Looking for a Great Movie? Bicycle Thieves

Enzo Staiola, the boy who plays the 8-year-old Bruno in the 1948 Italian film Bicycle Thieves, became a math teacher when he grew up. And why not? He had already given one of the finest performances in the history of film … and it still is today, in my humble opinion.

Recovering from minor surgery is a good excuse to catch up on movies on my must-see list, and Vittorio de Sica’s Academy Award-winning Bicycle Thieves has been on my list for a long time, since I missed it in the Sunday-night series of foreign art films at a campus theater when I was in college. (Darn that Monday morning German exam!)

Routinely voted one of the greatest films of all time, Bicycle Thieves is available to rent for $3.99 with an Amazon Prime Video membership. Money well spent to see a beautiful, soul-stirring flick.

A simple story, told in a straight, fast-moving line.

There are no flashbacks here. No multiple points of view. A poverty-stricken poster hanger in war-torn Rome has his bicycle stolen and, because the bike is essential to his job, he and his young son pursue the thief.

That’s it.

That’s the movie.

It will leave you in a puddle of tears at the end.

Using nonprofessional actors, it’s told in black and white in a super-realistic, documentary style, giving an insider’s view of post-WWII Rome … from its unemployment lines and soup kitchens to its brothels, churches and music halls. But that’s all a backdrop to the story of the father and son’s desperate, full-speed-ahead quest for the thief.

Throughout the 90-minute film, Enzo Staiola never seems to be acting.

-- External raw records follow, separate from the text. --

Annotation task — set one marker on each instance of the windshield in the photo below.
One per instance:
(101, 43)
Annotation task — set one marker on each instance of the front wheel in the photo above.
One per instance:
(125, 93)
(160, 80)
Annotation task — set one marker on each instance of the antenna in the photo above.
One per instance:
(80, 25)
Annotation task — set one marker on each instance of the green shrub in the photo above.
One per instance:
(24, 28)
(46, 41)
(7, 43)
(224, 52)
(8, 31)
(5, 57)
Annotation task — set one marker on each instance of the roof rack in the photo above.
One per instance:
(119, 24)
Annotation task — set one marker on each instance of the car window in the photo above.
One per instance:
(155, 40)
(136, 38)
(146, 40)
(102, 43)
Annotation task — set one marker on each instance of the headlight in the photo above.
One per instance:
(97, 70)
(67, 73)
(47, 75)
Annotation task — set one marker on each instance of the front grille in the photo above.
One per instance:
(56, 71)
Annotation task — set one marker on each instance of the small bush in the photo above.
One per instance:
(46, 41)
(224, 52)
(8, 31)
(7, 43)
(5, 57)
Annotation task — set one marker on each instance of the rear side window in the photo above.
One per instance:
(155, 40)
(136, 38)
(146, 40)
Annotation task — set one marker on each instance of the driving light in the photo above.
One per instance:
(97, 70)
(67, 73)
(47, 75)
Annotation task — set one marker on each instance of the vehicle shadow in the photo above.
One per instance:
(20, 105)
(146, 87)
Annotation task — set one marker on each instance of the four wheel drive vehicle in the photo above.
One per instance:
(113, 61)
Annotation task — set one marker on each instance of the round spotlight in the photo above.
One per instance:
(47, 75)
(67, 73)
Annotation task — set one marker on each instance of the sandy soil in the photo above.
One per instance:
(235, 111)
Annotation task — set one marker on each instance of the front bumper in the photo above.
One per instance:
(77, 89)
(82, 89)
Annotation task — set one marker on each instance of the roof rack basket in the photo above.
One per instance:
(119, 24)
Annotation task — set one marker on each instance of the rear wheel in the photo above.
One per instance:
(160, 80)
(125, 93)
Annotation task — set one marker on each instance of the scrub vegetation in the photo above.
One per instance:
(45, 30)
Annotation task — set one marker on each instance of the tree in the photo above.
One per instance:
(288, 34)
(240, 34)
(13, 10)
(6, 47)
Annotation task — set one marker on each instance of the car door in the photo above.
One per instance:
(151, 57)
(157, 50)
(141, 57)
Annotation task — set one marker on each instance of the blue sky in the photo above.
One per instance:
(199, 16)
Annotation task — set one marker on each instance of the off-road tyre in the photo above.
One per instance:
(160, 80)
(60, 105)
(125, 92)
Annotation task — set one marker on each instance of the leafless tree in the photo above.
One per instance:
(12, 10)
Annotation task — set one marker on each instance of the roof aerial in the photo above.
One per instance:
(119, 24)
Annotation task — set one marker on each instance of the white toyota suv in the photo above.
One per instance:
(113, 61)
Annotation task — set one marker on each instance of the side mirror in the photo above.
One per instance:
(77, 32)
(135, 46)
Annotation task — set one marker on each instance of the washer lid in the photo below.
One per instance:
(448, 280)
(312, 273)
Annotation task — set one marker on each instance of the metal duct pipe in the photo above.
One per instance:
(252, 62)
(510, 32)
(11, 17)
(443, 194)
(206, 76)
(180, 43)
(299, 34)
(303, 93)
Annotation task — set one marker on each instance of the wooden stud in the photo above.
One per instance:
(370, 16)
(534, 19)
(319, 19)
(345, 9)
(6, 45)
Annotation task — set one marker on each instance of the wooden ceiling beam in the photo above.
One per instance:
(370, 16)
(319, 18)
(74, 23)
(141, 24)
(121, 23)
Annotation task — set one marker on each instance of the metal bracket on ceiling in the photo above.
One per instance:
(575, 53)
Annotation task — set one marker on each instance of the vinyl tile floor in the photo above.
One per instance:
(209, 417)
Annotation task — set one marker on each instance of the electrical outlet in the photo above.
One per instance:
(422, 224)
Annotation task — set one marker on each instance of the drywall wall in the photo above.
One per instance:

Every reaction, every smile and tear is perfectly natural.

He steals every scene, and it’s essential that he do so, because his character, Bruno, is the heart, soul and conscience of this wonderful film, which the New York Times calls “an Italian neorealistic masterpiece” with “unforgettable heartbreak and enduring pleasures.”

The joy of a gooey cheese sandwich

One of those pleasures is a scene where Bruno and his father take time out for a meal together at a restaurant well beyond their means. Bruno orders a fried mozzarella sandwich and grapples with the stringy cheese inside … under the glare of the nerdy boy seated with his bourgeois family at the next table.

(The restaurant scene is beautifully described in Chinese film director Jia Zhangke’s thoughtful 2019 analysis for The Criterion Collection.)

It’s a sweet piece of comic relief before the climax, when father and son leave the restaurant and return to the mean streets of Rome. There, Bruno’s father (admirably played by Lamberto Maggiorani) makes a decision that will shatter them both.

I won’t be a spoiler and say whether Bruno and his father pick up the pieces after that most wrenching of scenes.

You’ll have to watch for yourself … which I plan to do again over the next 48 hours before my Prime rental period runs out.

P.S. I feel sure the movie has been meat for theological discussions on the appearance of Christ in cinema. If it hasn’t, it should be. There’s fun, too, in noting how the mid-century American translation of the movie’s title to a singular The Bicycle Thief completely misses the point of the original 1946 novel by Luigi Bartolini. And how interesting it would have been to attend the stage adaptation of the film by Chicago’s Rhinoceros Theatre in 2019. Indeed, the impact of Bicycle Thieves lives on.